Alors que le deuxième couplet défilait, toute l’histoire commune de Kool Shen et Busta Flex m’est revenue en tête. En 1998, Busta Flex c’était un peu la promesse pour Kool Shen d’une nouvelle carrière de mentor de jeunes rappeurs. Busta, c’était le jeune espoir qu’il avait révélé au grand public via le label IV My People. C’était un nouveau complice artistique, aussi bondissant que Joeystarr, mais plus jeune, plus joyeux, plus technique aussi. Seulement, passé le disque d’or de Busta, l’union sacrée du vieux sage et du jeune fougueux n’a pas duré très longtemps. Deux ans en tout.

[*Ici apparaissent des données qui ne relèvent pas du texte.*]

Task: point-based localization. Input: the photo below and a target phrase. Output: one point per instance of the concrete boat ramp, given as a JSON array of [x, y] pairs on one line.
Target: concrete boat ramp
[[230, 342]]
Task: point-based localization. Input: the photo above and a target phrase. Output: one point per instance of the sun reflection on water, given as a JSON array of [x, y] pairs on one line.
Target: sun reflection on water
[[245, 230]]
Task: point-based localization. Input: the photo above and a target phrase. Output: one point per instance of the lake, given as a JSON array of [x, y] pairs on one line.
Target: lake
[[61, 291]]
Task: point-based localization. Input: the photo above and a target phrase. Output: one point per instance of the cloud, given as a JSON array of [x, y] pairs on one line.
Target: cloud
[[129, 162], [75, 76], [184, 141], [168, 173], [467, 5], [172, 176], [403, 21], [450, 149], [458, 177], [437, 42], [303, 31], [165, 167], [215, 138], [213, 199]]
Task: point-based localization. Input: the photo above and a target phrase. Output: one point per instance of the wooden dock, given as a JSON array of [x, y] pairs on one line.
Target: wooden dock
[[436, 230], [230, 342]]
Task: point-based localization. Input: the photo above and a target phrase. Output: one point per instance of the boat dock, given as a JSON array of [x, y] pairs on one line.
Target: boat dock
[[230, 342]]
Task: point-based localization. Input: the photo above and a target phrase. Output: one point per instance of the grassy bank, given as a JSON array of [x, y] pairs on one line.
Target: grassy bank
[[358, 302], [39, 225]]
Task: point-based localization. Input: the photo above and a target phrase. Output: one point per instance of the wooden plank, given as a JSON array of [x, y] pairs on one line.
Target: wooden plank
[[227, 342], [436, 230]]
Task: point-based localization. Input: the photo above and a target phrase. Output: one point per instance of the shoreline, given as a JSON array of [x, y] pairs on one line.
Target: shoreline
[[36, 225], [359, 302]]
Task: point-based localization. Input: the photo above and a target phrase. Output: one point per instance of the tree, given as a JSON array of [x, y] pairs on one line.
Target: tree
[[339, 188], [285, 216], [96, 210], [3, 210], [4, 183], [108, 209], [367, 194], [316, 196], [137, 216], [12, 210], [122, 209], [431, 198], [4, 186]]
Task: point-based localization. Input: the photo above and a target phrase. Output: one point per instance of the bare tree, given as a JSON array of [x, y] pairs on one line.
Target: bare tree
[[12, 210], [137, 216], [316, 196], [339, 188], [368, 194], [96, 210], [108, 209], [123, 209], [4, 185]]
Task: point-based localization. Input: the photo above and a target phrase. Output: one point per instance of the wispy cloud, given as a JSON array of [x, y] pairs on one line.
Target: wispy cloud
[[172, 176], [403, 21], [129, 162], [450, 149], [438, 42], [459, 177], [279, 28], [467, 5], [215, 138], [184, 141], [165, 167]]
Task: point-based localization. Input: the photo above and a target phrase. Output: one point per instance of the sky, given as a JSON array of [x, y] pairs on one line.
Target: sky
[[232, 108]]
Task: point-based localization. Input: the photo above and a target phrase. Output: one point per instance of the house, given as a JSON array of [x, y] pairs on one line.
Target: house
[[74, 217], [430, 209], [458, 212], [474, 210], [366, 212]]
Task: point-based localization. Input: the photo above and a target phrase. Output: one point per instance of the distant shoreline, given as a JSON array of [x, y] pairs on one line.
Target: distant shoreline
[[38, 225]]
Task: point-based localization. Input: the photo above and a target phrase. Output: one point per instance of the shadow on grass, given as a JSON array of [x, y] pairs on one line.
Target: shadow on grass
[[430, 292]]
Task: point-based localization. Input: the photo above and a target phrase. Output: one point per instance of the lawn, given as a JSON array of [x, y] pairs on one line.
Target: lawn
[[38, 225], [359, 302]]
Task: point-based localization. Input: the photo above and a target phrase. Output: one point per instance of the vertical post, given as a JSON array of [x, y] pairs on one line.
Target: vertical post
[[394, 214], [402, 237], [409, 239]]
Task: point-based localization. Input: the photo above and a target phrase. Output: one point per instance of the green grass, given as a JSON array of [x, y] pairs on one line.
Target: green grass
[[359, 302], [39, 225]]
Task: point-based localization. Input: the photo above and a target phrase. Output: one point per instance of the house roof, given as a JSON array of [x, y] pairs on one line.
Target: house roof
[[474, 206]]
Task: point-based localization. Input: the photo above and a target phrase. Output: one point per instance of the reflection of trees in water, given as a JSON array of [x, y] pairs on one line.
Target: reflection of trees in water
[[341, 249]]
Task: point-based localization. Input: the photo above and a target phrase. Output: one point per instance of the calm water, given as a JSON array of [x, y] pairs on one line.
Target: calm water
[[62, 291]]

Le temps pour Busta Flex de vouloir enregistrer avec d’autres gens, et pour Kool Shen de le lui interdire formellement. Avant même la fin 1999, Busta était parti en solo. Il n’a, depuis, jamais retrouvé le succès de cette époque. Et Kool Shen, lui, n’a jamais recrée cette complicité, avec aucun autre de ses poulains.
 
Ainsi, au moment du troisième refrain, That’s My People s’était déjà trouvé paré d’une nouvelle signification à mes yeux. Car plus qu’aucun featuring m’as-tu-vu, ce qui rend palpables dans le rap les vrais moments d’amitié, ce sont ça : les petites interventions gratuites, discrètes, même pas créditées. Ces petits mots glissés au détour d’une mesure et ces quelques onomatopés en signe de complicité qui viennent figer des relations souvent éphémères. Dès lors, l’espace de trois petites minutes, debout dans le noir, j’ai été triste pour Kool Shen, j’ai été triste pour Busta Flex et j’ai été reconnaissant envers Sinik pour cette révélation nocturne. Alors, une fois encore, merci à lui. Et tant pis pour moi si j’ai mal entendu.